WealthiHer is on a mission to transform female financial futures by empowering, educating and financially advancing women, and transforming the financial and professional services industries to better understand and serve women. We arm and equip women with the knowledge, tools and connections needed to prosper, so we can close the economic gaps women face.

How have your views about your own wealth changed through your journey? 

I know from my research that a woman’s relationship with wealth is firmly linked to her life journey. I have seen that keenly in action from a personal perspective. Like any entrepreneur worth their salt, I have always had a high propensity to put my personal wealth on the line to achieve my entrepreneurial ambitions. However, when I became a mum and even more so a single mum, my appetite for risk shifted. And this is not surprising as for 60% of women the purpose of their wealth to secure the freedom, comfort and security for themselves and their loved ones.  

My father was also a big spender. His famous motto was ‘do not spend less, earn more’ and to put all his eggs in his entrepreneurial basket. However, as my father has become wiser, he has urged me to invest more and diversify my interests. This is a key focus for WealthiHer in getting women to invest for the long-term, which women do to a lesser extent than men. We typically start later and invest less because a woman will prioritise other things that matter. For example, a mother will choose to invest in her child’s education over her pension. I certainly find myself making this choice.  

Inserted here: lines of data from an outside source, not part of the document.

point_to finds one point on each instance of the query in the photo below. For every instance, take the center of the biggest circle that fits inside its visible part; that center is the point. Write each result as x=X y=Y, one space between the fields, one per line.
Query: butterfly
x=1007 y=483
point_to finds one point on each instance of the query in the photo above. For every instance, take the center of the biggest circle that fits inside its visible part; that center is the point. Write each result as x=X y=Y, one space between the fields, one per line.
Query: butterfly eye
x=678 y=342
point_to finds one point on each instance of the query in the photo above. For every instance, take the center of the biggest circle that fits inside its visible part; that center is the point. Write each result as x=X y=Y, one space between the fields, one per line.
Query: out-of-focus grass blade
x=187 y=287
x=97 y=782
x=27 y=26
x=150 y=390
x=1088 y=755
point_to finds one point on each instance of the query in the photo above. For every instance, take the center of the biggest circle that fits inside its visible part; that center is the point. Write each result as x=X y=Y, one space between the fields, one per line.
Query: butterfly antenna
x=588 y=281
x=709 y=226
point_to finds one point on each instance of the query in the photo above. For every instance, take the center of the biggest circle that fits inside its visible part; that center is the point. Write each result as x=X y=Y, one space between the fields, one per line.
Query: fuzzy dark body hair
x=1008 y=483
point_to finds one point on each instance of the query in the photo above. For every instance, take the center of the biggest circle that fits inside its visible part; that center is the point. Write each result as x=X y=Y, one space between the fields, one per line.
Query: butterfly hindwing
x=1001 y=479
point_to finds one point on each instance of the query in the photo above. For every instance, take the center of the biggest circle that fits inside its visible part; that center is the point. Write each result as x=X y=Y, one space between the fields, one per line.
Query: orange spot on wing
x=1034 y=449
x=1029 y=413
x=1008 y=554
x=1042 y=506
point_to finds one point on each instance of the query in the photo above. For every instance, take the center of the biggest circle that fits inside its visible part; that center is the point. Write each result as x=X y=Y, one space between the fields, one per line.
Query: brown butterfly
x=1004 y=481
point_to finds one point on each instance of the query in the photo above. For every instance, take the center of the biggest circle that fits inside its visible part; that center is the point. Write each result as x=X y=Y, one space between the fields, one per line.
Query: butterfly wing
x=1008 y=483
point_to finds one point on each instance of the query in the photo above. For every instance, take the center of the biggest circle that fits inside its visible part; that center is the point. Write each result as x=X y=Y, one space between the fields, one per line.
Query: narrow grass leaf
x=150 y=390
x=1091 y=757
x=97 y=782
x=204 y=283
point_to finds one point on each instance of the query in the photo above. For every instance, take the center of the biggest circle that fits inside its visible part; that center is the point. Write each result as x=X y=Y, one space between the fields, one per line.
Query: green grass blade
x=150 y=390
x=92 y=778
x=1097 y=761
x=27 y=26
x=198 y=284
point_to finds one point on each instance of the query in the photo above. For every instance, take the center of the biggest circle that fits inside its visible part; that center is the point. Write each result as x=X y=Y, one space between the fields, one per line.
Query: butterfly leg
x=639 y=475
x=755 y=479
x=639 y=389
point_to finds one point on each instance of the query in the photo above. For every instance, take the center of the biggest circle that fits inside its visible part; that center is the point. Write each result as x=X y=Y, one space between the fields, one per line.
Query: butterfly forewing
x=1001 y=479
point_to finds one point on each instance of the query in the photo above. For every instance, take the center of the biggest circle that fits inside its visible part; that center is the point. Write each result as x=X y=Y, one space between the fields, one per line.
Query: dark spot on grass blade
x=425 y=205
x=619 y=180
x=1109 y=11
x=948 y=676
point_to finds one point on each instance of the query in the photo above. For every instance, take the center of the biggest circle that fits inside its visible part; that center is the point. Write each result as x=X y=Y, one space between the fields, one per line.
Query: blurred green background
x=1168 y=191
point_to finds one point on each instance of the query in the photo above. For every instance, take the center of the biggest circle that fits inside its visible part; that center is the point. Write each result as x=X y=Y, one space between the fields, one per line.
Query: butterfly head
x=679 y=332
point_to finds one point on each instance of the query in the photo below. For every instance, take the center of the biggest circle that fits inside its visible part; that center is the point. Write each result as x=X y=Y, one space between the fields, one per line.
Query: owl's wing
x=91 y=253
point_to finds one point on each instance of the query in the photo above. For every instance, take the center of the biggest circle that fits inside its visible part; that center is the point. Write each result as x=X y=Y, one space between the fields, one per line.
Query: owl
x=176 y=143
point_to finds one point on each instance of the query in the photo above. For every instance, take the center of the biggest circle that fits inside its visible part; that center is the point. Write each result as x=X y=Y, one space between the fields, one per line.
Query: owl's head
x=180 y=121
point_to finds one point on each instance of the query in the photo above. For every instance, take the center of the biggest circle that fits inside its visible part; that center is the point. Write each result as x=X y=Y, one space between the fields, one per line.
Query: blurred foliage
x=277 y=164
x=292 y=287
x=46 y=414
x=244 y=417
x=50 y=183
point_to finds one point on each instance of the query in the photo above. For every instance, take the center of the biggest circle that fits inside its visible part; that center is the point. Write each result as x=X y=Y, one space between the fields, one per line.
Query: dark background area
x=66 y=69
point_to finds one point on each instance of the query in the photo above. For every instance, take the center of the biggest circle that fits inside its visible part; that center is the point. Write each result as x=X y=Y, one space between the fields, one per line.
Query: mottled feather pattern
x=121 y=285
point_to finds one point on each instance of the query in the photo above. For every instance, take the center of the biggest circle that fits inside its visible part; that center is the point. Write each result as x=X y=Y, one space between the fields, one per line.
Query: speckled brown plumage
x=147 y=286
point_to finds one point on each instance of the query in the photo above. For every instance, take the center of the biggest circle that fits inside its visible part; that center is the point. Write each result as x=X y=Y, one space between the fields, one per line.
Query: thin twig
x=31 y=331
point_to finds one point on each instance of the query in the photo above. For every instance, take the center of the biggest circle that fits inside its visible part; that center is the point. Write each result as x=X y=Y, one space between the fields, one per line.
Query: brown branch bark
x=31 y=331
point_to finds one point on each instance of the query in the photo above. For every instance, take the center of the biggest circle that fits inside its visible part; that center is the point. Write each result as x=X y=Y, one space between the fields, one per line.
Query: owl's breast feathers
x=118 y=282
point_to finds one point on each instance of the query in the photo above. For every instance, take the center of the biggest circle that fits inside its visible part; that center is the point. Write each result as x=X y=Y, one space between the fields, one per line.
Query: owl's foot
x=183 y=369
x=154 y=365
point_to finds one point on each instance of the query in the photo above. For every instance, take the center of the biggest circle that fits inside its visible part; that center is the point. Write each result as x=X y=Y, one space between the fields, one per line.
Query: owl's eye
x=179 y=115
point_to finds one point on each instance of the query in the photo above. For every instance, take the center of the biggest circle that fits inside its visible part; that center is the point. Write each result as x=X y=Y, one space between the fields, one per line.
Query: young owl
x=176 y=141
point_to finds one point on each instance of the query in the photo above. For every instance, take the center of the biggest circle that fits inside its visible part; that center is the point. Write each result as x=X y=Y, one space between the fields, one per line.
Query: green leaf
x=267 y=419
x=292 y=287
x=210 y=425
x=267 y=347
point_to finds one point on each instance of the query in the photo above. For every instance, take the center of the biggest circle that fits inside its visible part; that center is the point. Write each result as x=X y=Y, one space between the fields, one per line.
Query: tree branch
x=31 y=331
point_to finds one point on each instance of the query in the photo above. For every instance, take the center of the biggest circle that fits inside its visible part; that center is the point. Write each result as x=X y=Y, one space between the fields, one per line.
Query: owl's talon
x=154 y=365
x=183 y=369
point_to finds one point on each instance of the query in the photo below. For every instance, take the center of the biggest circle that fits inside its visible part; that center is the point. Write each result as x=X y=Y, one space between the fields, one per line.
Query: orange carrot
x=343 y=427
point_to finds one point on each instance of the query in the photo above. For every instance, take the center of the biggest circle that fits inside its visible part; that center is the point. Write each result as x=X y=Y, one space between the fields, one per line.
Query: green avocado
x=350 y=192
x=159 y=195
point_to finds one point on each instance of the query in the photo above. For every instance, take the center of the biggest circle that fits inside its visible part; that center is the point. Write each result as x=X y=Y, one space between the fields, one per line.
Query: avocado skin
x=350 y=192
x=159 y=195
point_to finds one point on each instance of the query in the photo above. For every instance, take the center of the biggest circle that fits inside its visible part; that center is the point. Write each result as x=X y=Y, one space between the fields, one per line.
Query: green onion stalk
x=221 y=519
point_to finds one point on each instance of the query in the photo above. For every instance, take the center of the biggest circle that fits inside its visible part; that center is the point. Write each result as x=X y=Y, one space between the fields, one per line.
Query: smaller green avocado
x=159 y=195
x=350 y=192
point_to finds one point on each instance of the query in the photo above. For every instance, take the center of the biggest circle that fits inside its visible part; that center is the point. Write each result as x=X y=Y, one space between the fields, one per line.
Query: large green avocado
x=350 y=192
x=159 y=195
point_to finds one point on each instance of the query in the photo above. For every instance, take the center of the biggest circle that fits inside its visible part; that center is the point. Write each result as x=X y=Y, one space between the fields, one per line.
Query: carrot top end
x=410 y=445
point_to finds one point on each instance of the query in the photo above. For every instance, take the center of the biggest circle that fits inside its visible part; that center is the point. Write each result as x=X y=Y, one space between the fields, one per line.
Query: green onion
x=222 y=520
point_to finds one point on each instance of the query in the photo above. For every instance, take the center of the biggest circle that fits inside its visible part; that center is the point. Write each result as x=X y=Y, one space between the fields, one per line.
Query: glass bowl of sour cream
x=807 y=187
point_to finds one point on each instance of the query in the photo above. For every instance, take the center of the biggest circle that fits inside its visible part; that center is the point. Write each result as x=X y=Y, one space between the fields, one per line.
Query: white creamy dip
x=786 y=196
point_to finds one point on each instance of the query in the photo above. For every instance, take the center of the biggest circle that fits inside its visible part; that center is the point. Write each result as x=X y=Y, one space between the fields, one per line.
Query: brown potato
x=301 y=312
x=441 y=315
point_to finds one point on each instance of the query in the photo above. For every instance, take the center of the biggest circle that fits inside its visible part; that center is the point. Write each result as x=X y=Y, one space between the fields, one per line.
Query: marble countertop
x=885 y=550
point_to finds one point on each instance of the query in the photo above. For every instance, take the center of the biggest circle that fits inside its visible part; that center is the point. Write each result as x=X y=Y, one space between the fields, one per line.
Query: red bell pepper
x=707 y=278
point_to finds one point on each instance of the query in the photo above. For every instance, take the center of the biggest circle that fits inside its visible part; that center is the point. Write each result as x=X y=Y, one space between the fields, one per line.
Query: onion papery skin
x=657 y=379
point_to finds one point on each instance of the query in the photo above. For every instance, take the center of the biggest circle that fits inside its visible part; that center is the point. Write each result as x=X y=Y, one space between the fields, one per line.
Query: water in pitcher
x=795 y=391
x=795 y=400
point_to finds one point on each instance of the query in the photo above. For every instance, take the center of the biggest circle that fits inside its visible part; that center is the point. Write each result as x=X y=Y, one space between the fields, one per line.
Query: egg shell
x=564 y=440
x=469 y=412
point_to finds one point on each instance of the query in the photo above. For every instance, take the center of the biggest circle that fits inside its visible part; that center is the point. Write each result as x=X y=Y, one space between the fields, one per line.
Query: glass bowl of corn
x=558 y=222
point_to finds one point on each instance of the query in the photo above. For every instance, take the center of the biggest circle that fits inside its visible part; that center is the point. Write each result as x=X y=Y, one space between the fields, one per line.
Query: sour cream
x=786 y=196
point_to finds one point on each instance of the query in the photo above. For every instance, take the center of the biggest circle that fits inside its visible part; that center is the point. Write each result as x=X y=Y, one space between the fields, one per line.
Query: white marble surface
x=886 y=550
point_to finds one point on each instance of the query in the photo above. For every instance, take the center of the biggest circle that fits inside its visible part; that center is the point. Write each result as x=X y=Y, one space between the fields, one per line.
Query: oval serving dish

What does private wealth mean to you now? 

Health, wealth and happiness for myself and those dearest to me. Freedom to live how and where I want, and the ability to invest for the future and in causes that matter to me.   

What challenges do you expect for female entrepreneurs in your position going into 2024? 

Women are stretched and two thirds are more stressed than they were a year ago. This is certainly true of female entrepreneurs, who often must fulfil multiple roles, while navigating a tough economic backdrop. Categories where women predominate from retail to hospitality have also been harder hit through the impact of the pandemic and economic downturn.    

During these tougher times, female entrepreneurs must look after themselves and find ways to recharge and remain resilient. As my chairman recently said to me, ‘If you go down, the whole ship goes down for the business, the people who rely on you, and your family.’ We often choose to look after everybody and everything else first, and this needs to be rebalanced.  As an entrepreneur and leader, you need to realise that your role is to support and motivate the team, find solutions to complex problems, and invent new ideas and this cannot be done unless your nurture yourself first.  

Building a resilient and adaptive team and culture, is important when navigating difficult and changing times.  It takes time to build this type of teams and requires relentless focus on where attention is needed to build capabilities and camaraderie, reward successes but also to be honest when things aren’t working.   

Access to funding remains a challenge, although this is changing there is still a huge funding gap where female founders get 2p in every £1 of funding in the UK. We with our partners are working to change this, by matching female entrepreneurs with investors, and building multidimensional support programmes. Together, we are stronger.  

Do you have one top tip you could give a woman who is thinking of launching a business in the next year? 

As Anya Hindmarch said to me ‘You are better than you think you are, and you are so worth it.’